The most common reproductive form is the mushroom cap , which contains multicolored pigments that contain a confusing purpose and their shape is also difficult to understand. When there is enough space and food, mycelium can disperse on thousands of acres of land and last for centuries or even millennia. Genetically identical mushrooms grow all over the ground. Biologists argue that it is because of the massiveness of the empire that mushrooms are qualified to become one of the oldest and most massive species on Earth.

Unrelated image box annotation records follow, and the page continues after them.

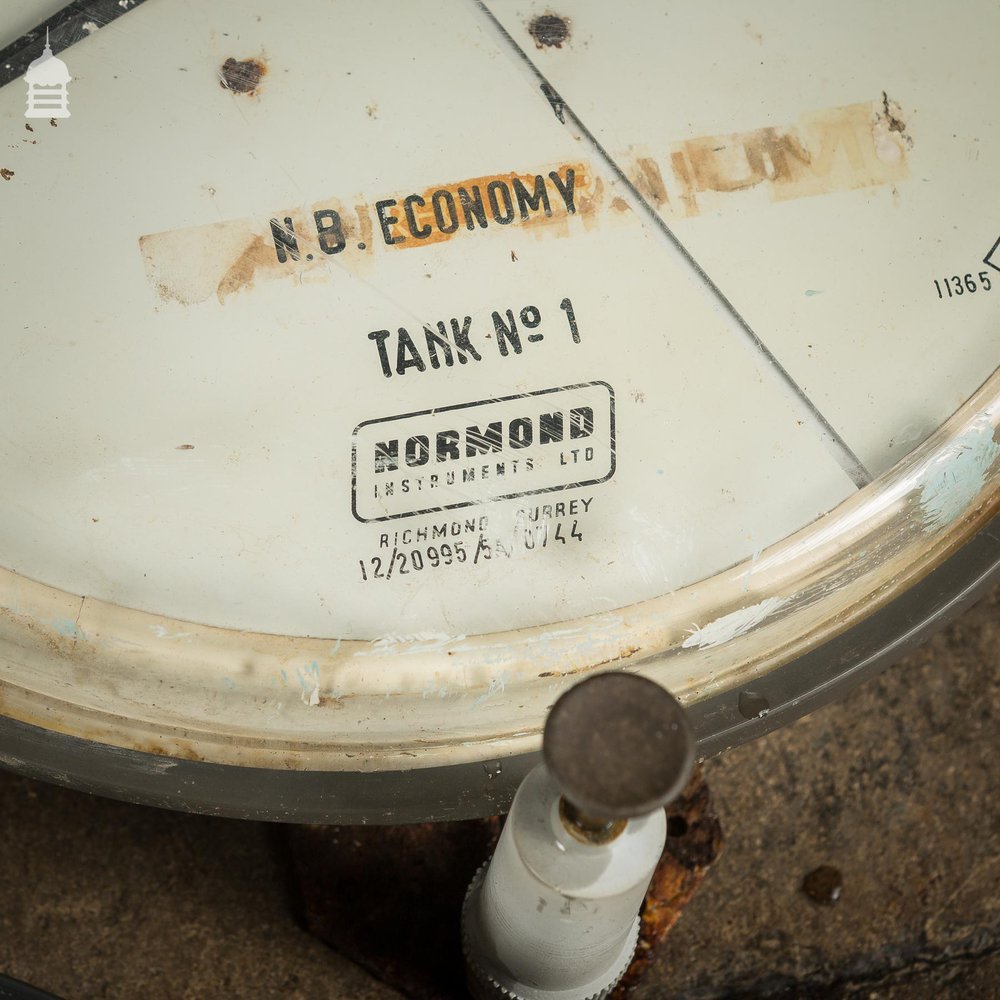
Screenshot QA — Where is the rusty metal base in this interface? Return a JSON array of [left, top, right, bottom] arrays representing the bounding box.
[[288, 768, 723, 1000]]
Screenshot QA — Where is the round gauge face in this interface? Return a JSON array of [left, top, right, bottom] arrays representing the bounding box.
[[0, 0, 1000, 819]]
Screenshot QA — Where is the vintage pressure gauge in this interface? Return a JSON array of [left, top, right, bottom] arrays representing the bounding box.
[[0, 0, 1000, 821]]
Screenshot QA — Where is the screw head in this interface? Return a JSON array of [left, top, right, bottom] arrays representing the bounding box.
[[542, 672, 695, 819]]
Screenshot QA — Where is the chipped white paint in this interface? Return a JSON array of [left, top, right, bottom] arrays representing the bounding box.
[[149, 625, 194, 640], [681, 597, 791, 649], [920, 419, 1000, 531]]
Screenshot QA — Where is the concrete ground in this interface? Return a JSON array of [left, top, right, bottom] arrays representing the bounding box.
[[0, 588, 1000, 1000]]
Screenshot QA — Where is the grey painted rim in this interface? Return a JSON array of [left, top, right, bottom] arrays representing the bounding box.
[[0, 516, 1000, 824]]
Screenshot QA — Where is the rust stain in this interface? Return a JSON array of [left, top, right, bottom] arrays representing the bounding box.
[[137, 101, 912, 305], [629, 95, 910, 218], [215, 236, 279, 302], [610, 767, 725, 1000], [629, 156, 670, 208], [219, 56, 267, 97]]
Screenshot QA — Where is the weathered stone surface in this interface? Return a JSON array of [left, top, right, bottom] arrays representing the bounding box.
[[0, 588, 1000, 1000], [0, 772, 397, 1000], [637, 589, 1000, 1000]]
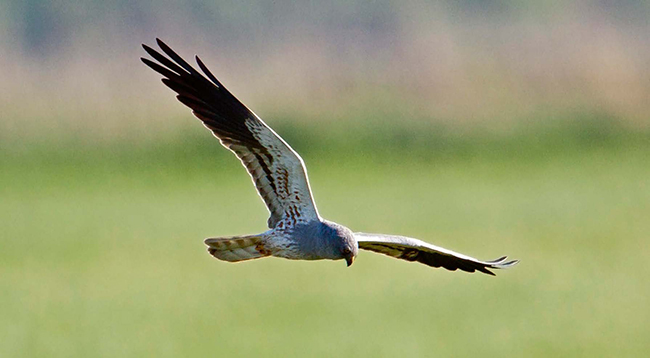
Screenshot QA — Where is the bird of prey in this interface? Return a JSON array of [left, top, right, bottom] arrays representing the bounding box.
[[141, 39, 517, 275]]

Most fungi adapt to cool temperatures or temperatures in forests, about 60-70 degrees Fahrenheit, which is why fungal pathogens often grow on plants or blood animals. cold like insects, reptiles or amphibians.

However, not all diseases caused by fungi cause death. The toxic fungus is thought to have caused a large number of wild amphibians to die today that may have been spread from frogs used in medical experiments.

With high body temperature, mammals and birds are less susceptible to fungal diseases, so fungal diseases in these animals also stop at the epidermis. Bats are mammals, but the species suffering from white nose syndrome is the hibernating bat in the cave. According to microbiologist David S. Blehert, when they fall into hibernation, their body temperature drops, only a few degrees higher than the temperature in the cave. David is working with the US Wildlife and Health Center of the US Geological Survey in Madison, Wisconsin.

Dr Blehert said: 'The pathogen causes white nose syndrome to treat bats as if they were forgotten cheese pots located behind the refrigerator'. Besides, the pathogenic fungus seems to be unusually toxic. 'We found mortality rates exceeding 90% in some areas,' Blehert added.

Since the white nose syndrome was first discovered in western Albany in March 2007, it has spread to bat colonies in 9 regions and is also approaching bat colonies with a concentration of 300,000, creating into the "herd of the largest hibernating mammals on the planet". Efforts to prevent the development of the disease, the authorities protecting wildlife have blocked human traffic through the caves, which is currently the only measure they have to deal with the bout. St. Robigus's wrath.